Here comes the shocking fact behind it all: we used classical music … to promote classical music. There is a saying in german that roughly translates to “buying the cat in a sack”, basically meaning that we want to know what we’re dealing with. If we buy something, we need to inspect it first. You don’t want to be getting a stuffed cat when you payed for a rabbit. I’ve recently read in my horoscope that I tend to keep talking even though nobody’s listening anymore, so please feel free to stop reading in case you’re already bored.
For every one else out there: I just want to state that there is absolutely no reason whatsoever why we should try to allure people into a classical music concert with something that has absolutely nothing to do with it. If you want them to listen to Beethoven give them Beethoven and if they don’t like it, fine. If they do, great. It’s okay for classical music to be more demanding, in a way that you will enjoy it much more when listening to it in a quiet hall or at home than with a stadium full of a screaming crowd. Or when knowing more about the pieces and backgrounds. That’s okay. It’s okay for it to be more serious. And less “entertaining”. Because there is a large group of people out there who are looking for exactly that. There is no need for Mozart to be combined with techno music or Vivaldi with Nirvana. It’s going to turn out bad, I guarantee it. And that goes without any judgment regarding the respective fields. Whichever you prefer. But please pick one at a time. (This is obviously a very personal point of view.)

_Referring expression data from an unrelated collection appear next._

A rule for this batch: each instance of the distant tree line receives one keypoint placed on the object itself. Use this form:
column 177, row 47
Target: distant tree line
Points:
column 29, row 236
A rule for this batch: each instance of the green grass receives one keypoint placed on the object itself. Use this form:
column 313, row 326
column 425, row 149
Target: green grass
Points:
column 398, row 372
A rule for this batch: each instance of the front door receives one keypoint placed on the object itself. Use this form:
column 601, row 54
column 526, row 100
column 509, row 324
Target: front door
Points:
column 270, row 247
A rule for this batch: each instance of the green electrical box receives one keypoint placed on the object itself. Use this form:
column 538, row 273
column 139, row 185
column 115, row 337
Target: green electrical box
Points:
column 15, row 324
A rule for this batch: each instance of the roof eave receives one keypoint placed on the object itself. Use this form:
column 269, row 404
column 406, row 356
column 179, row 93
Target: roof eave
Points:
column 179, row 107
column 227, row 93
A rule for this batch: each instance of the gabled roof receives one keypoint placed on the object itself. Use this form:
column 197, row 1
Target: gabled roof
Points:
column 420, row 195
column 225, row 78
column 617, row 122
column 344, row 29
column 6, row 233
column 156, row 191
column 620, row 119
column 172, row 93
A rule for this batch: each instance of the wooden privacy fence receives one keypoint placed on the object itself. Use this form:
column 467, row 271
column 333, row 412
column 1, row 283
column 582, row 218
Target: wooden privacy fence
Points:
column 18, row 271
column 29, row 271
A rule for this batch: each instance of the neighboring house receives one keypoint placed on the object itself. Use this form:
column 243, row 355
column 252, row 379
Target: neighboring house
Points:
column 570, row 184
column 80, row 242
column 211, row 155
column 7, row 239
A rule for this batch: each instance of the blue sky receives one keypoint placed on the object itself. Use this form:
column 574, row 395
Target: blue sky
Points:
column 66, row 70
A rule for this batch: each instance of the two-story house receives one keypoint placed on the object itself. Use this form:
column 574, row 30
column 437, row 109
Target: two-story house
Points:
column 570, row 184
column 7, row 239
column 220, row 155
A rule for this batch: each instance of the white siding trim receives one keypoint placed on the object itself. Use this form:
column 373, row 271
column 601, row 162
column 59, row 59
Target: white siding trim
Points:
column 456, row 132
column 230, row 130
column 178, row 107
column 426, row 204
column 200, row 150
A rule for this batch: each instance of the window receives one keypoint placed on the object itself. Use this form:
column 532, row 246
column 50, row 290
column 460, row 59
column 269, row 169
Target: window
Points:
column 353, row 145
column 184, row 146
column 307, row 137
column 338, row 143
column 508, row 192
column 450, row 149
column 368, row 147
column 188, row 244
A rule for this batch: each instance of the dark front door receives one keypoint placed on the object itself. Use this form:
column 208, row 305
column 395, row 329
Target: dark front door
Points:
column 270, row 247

We need to give everyone a real chance to decide wether or not they enjoy listening to classical music. They’re not stupid. And in all fairness, these kids attending my concerts are probably coming from a musically educated home. Not all have that so we need to bring it to them. But we need to expose kids to the truth, not a light version of whatever some think is too difficult to digest. I’m not saying that this is the solution to all problems, at all, but if this is part of what it takes, a leap of faith and a little bit of courage to take a stand for classical music in front of a most critical audience, which is kids, so be it. If “all” it takes is a funny story about Beethoven or a statement about how Mozart stole Haydns thunder, so be it. Let’s get out there and share what we know and if someone is still not convinced, then I respect that.

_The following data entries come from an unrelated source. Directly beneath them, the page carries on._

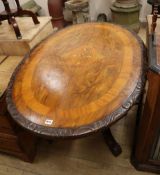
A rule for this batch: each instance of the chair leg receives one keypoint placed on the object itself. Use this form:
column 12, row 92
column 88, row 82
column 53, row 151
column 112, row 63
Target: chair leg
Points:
column 13, row 22
column 111, row 142
column 22, row 12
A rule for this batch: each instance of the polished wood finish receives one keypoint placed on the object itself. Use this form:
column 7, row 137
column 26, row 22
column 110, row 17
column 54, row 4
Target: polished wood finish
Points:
column 13, row 139
column 32, row 35
column 78, row 81
column 55, row 8
column 148, row 126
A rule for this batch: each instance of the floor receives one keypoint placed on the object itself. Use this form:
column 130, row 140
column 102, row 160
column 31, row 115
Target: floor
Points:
column 86, row 156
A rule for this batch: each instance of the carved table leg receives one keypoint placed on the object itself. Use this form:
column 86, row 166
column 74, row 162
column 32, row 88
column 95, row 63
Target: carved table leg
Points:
column 111, row 142
column 56, row 11
column 13, row 22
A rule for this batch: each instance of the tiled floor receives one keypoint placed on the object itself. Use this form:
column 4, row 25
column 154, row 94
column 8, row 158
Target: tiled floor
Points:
column 86, row 156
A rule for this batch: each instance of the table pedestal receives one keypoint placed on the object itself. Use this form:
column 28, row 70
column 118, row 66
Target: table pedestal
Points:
column 56, row 11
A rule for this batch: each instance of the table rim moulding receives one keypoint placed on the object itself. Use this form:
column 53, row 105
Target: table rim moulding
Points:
column 106, row 121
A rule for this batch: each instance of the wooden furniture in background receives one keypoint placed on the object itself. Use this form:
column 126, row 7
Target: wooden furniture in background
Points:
column 32, row 35
column 69, row 87
column 146, row 155
column 126, row 13
column 56, row 11
column 9, row 15
column 13, row 139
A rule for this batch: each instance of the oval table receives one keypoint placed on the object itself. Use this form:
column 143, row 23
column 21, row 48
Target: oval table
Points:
column 80, row 80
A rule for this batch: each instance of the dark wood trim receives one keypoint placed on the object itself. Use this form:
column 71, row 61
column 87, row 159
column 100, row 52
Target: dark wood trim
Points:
column 84, row 130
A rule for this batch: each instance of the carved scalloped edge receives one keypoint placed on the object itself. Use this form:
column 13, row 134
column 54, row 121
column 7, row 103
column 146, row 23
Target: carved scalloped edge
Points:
column 83, row 130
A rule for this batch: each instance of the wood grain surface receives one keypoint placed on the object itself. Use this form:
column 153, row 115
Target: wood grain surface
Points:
column 79, row 80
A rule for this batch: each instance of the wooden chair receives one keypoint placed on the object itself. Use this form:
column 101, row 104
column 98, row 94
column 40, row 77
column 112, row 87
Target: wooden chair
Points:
column 155, row 12
column 9, row 15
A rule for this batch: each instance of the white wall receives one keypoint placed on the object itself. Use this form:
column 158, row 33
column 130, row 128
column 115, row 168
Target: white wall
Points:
column 96, row 7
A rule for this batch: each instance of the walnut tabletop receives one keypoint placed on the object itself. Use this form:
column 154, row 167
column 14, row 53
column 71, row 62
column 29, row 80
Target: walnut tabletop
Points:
column 81, row 79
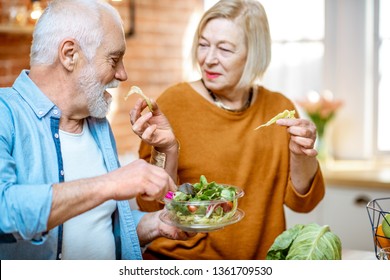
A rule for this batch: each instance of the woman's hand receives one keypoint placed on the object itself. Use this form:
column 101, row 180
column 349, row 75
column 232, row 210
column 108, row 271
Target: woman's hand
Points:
column 303, row 161
column 303, row 136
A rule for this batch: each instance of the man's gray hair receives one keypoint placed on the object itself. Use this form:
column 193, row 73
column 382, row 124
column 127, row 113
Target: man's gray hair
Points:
column 77, row 19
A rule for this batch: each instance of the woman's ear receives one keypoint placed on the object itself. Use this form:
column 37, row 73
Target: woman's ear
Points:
column 68, row 54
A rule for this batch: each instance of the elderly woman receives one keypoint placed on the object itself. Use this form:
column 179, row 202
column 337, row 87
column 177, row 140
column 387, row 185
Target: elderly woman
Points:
column 214, row 120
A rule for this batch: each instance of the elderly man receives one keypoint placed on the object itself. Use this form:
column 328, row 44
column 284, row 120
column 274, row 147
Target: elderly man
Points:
column 62, row 192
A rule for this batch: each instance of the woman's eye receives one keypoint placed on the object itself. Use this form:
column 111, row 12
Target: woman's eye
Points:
column 225, row 50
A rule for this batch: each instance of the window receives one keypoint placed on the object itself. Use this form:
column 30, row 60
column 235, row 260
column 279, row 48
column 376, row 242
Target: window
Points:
column 383, row 73
column 298, row 47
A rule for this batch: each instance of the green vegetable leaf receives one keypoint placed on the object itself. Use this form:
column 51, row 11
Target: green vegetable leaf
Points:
column 282, row 243
column 306, row 242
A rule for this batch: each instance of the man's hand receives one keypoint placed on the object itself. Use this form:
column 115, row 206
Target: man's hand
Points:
column 151, row 227
column 153, row 128
column 140, row 178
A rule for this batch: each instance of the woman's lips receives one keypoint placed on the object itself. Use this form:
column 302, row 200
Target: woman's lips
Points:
column 211, row 75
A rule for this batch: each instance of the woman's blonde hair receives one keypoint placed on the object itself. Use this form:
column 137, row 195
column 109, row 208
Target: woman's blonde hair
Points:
column 251, row 16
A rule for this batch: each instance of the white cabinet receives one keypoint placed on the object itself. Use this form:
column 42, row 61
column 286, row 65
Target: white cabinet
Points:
column 344, row 210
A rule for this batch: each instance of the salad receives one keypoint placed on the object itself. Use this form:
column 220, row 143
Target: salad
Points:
column 203, row 203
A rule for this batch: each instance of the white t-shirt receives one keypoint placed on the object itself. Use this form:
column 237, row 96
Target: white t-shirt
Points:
column 89, row 235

Before this is turning too much into an “esse quam videri”, #staytruetoyourself #soinspiring #lifeisbeautiful post, I just want to say that I am highly impressed by you, Canada. Once more. And I am thankful for the amazing experience and the rare opportunity to get to play a piano concerto five times in a row. Thank you, Bernhard, for that. Thank you, Symphony Nova Scotia and Symphony New Brunswick. And to you, Shimon and Peggy, for creating a home away from home. And all the others who have contributed to making this trip so special and work out perfectly smooth. Thank you. Pathos over.